Believe it or not, today is the first day of autumn. It took a while for the snow to melt this year in the upper elevations, but it eventually did, and we hope you were able to explore some of the Clearwater’s high country. This edition will provide updates on the Lochsa diesel spill, a proposal to log in a roadless area on the Nez Perce National Forest, the preliminary injunction in Montana against Exxon/Imperial Oil, the Nickel Bros. megaloads traveling up US12, an upcoming Army Corps of Engineers public hearing, why protections for grizzly bears need to be strengthened not weakened, and an invitation to some upcoming events.
Friends of the Clearwater has filed a 60-day notice of intent to sue Keller Transport Inc. of Billings, Montana for their failure to responsibly clean up the 7,500 diesel fuel spill into the Wild & Scenic Lochsa River. Approximately 3,000 gallons have yet to be recovered, and we think the group should work with the appropriate state and federal agencies to excavate the road and recover the remaining fuel. An adequate clean-up effort should be required to protect threatened species like Bull Trout and Steelhead.
The Forest Service is proposing to build two miles of new road and log approximately 260 acres of roadless country near the West Fork of the Crooked River, which is located just to the northeast of the Gospel Hump Wilderness. The area is “protected” by the Idaho Roadless Rule, but to no surprise the Forest Service is taking advantage of the loopholes in the rule to log where they shouldn’t be. Comments are due by October 6th and can be sent to firstname.lastname@example.org.
Montana District Judge Ray Dayton heard arguments yesterday from both parties as to why he should or should not consider revoking or amending a preliminary-injunction he handed down this summer against the Montana Department of Transportation in their attempt to issue permits for the transport of Exxon/Imperial Oil megaloads across the state’s rural highways. Exxon is asking the judge to allow the company to use a portion of the route while the court considers a final judgment. Read the full article here: http://missoulian.com/news/local/article_f74cd898-e58c-11e0-b354-001cc4c002e0.html.

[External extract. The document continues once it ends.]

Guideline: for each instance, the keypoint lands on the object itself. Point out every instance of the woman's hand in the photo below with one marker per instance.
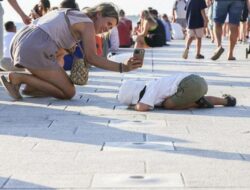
(133, 64)
(60, 56)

The latest corporation to apply for and receive permits to haul over-legal megaload equipment up US 12 is Weyerhauser and their transporter Nickel Brothers. After studying the traffic control plan for this project, Advocates for the West filed a petition to intervene on behalf of Friends of the Clearwater, only to have Idaho Transportation Department Director Brian Ness deny it. This despite the fact the Idaho Supreme Court ruled that the public is entitled to an administrative hearing. We are currently working with Advocates and considering our options.
The Army Corps of Engineers is holding a public hearing for the Port of Lewiston’s recent application to expand their docks and facilities. Port of Lewiston Manager David Doeringsfeld told the Lewiston Tribune that if the Port can expand it’s docks, it expects to receive three or four barges per year carrying megaloads. Learn more about the hearing: http://friendsoftheclearwater.org/node/1101.
Unfortunately, there have been multiple fatalities this year involving grizzly bears and humans. No one wants to see people getting mauled, nor threatened species like grizzlies being shot and killed in self-defense. However, the recent legislation proposed by Idaho Congressman Mike Crapo and Jim Risch will not prevent future conflicts between humans and grizzlies, nor will it improve the ability of the grizzly to biologically recover and one day be de-listed from the Endangered Species Act. Similar to wolves, private landowners need to invest in non-lethal measures, hunters and outfitters need to to be more certain of their targets, and society as a whole needs to learn to live with others species and embrace wildness.